Re “‘Someone Has to Go Back to Drawing Board’ –Greenberg”

As promised, the Farragut Drive attorney activist Les Greenberg swung back hard at City Atty. Carol Schwab after she last week rejected his claims that certain City Council members failed to disclose relationships with petitioning parties in a neighborhood parking dispute.

Based on Mr. Greenberg’s reply, Ms. Schwab’s letter of last Friday was, at most, a speed bump for him.

He dispatched a 12-page email attacking and seeking to blow holes through arguments Ms. Schwab made for rejecting his assertions three members failed to disclose relationships with persons involved in the Grace Lutheran Church’s bid to loosen parking restrictions in one block of Farragut.

Speaking attorney to attorney, sometimes Mr. Greenberg’s response took on an esoteric tone. In his conclusion, he said, in part:

“The City is caught in a Catch-22. Staff has publicly informed the City Council that it needs to ‘start from scratch’ to develop proper evidence to determine whether the Farragut Parking Restrictions meet the current requirements. But the City Council would violate the law to revoke the Farragut Parking Restrictions without first developing substantial evidence justifying its ‘start from scratch’ approach.”

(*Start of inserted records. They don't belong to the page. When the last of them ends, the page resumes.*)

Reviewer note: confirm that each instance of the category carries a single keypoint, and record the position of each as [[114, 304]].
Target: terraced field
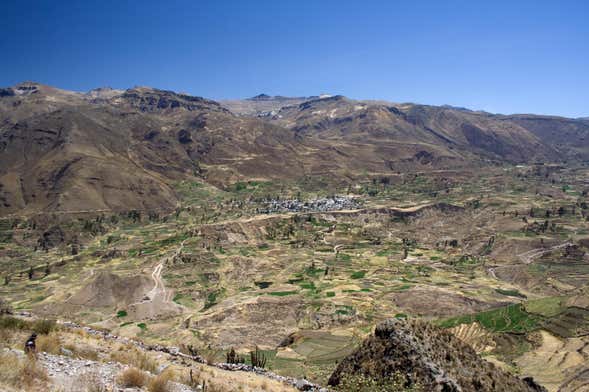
[[306, 286]]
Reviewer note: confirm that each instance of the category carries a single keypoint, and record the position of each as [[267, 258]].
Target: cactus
[[257, 358]]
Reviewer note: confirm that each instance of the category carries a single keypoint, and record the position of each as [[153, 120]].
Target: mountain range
[[117, 150]]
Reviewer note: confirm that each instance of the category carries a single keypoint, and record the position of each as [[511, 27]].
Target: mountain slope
[[63, 151]]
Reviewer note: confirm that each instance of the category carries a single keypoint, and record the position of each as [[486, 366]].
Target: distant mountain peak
[[260, 97]]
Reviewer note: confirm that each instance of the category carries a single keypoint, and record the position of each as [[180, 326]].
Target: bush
[[89, 382], [361, 383], [132, 377], [49, 343], [44, 327], [233, 357], [21, 372], [161, 383], [131, 356], [9, 322]]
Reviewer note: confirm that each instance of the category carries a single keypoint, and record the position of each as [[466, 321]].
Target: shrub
[[361, 383], [89, 382], [44, 327], [131, 356], [233, 357], [21, 372], [132, 377], [9, 322], [161, 383], [49, 343]]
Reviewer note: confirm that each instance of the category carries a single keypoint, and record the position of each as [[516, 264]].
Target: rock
[[304, 385]]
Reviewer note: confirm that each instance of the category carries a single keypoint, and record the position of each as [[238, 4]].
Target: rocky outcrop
[[427, 356]]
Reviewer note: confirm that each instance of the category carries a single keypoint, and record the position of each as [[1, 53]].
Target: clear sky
[[501, 56]]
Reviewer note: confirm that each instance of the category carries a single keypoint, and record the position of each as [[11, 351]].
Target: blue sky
[[500, 56]]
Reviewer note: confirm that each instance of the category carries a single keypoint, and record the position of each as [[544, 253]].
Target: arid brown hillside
[[126, 149], [430, 357], [421, 134], [112, 150]]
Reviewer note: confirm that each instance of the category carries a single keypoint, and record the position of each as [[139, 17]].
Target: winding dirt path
[[529, 256], [159, 288]]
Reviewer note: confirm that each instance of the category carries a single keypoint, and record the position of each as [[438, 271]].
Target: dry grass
[[82, 351], [49, 343], [22, 372], [131, 356], [161, 383], [132, 377], [89, 382]]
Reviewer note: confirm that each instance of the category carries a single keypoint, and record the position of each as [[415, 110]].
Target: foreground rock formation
[[427, 356]]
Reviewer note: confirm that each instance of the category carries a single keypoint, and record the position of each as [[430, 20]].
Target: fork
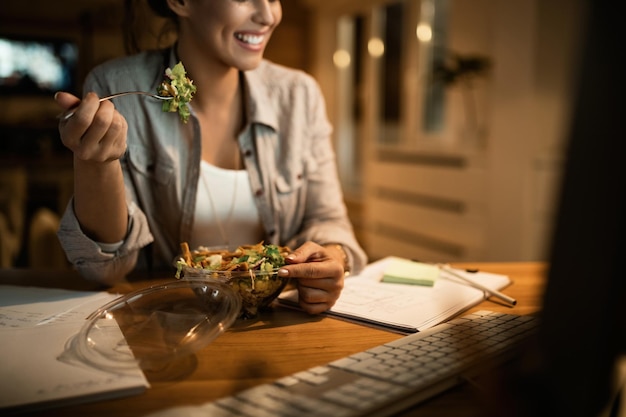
[[69, 113]]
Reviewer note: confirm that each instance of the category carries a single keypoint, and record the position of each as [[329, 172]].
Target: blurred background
[[450, 116]]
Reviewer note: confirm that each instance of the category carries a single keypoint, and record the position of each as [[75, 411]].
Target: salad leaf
[[176, 84]]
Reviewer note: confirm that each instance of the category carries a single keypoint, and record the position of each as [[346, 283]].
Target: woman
[[254, 162]]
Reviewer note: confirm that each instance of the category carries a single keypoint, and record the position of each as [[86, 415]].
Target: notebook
[[36, 325], [405, 308]]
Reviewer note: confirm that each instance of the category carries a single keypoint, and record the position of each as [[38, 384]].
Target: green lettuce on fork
[[177, 85]]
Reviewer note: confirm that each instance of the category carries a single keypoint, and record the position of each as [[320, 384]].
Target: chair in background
[[13, 194]]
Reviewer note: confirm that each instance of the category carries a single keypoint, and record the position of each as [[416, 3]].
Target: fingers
[[320, 277], [66, 100], [96, 132]]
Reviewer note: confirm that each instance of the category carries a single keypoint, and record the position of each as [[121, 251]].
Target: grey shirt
[[287, 150]]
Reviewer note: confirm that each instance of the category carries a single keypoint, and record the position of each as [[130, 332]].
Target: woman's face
[[235, 32]]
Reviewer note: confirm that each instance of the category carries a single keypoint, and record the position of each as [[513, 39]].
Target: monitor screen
[[37, 66]]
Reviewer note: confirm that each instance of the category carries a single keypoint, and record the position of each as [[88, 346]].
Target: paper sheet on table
[[402, 307], [35, 325]]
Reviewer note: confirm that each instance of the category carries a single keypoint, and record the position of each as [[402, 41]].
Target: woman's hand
[[319, 272], [96, 132]]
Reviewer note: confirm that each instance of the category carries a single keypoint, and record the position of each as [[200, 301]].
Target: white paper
[[35, 325], [404, 307]]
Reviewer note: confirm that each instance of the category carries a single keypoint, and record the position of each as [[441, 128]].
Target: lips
[[253, 40]]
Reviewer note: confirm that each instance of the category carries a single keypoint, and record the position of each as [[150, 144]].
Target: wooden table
[[282, 341]]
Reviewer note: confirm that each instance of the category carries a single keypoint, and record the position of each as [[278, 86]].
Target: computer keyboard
[[388, 378]]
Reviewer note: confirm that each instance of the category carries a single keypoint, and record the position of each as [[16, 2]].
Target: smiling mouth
[[250, 39]]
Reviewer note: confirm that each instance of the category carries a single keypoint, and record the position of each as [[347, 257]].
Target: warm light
[[341, 58], [376, 47], [424, 32]]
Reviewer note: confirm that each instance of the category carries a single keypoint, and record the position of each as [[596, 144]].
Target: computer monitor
[[571, 370]]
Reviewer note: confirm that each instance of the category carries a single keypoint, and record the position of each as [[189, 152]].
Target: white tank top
[[225, 211]]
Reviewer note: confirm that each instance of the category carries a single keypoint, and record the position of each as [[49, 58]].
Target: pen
[[491, 292]]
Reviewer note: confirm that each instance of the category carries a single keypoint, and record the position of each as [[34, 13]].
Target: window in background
[[390, 73], [37, 66], [431, 34]]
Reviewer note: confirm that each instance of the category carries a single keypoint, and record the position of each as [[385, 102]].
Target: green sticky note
[[404, 271]]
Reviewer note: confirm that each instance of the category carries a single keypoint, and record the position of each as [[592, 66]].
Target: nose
[[268, 12]]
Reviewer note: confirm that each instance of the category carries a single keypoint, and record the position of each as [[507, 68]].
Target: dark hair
[[134, 15], [161, 8]]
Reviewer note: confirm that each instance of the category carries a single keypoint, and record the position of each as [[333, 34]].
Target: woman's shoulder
[[277, 75], [141, 70]]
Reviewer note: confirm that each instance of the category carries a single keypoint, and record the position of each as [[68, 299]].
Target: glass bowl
[[155, 325], [256, 289]]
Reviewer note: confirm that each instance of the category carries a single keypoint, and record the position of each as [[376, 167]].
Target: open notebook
[[35, 326], [402, 307]]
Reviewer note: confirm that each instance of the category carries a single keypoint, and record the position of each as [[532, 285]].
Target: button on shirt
[[287, 152]]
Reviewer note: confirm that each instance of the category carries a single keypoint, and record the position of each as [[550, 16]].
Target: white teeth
[[251, 39]]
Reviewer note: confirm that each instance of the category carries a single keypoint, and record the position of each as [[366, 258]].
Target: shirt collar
[[261, 109]]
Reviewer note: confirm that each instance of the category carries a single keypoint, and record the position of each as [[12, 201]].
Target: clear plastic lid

Mr. Greenberg told the newspaper that Ms. Schwab ignored one of his central contentions.

“In her opinion, she only considered whether (Messrs. Andy Weissman, Mehaul O’Leary and Jeff Cooper) had a financial interest under the financial reform act,” Mr. Greenberg said. “She never considered the common law. ‘Do you have an interest that might influence your opinion?’ It does not have to be financial. She never considered the relationship between (church member Kenneth) Smith’s business and Weissman. She just ignored it.”

In yesterday’s letter to Ms. Schwab, Mr. Greenberg revisited his account of the relationship in some detail.

Nearly a month after the Council-Farragut dispute first played out publicly, the fires are burning as brightly as ever.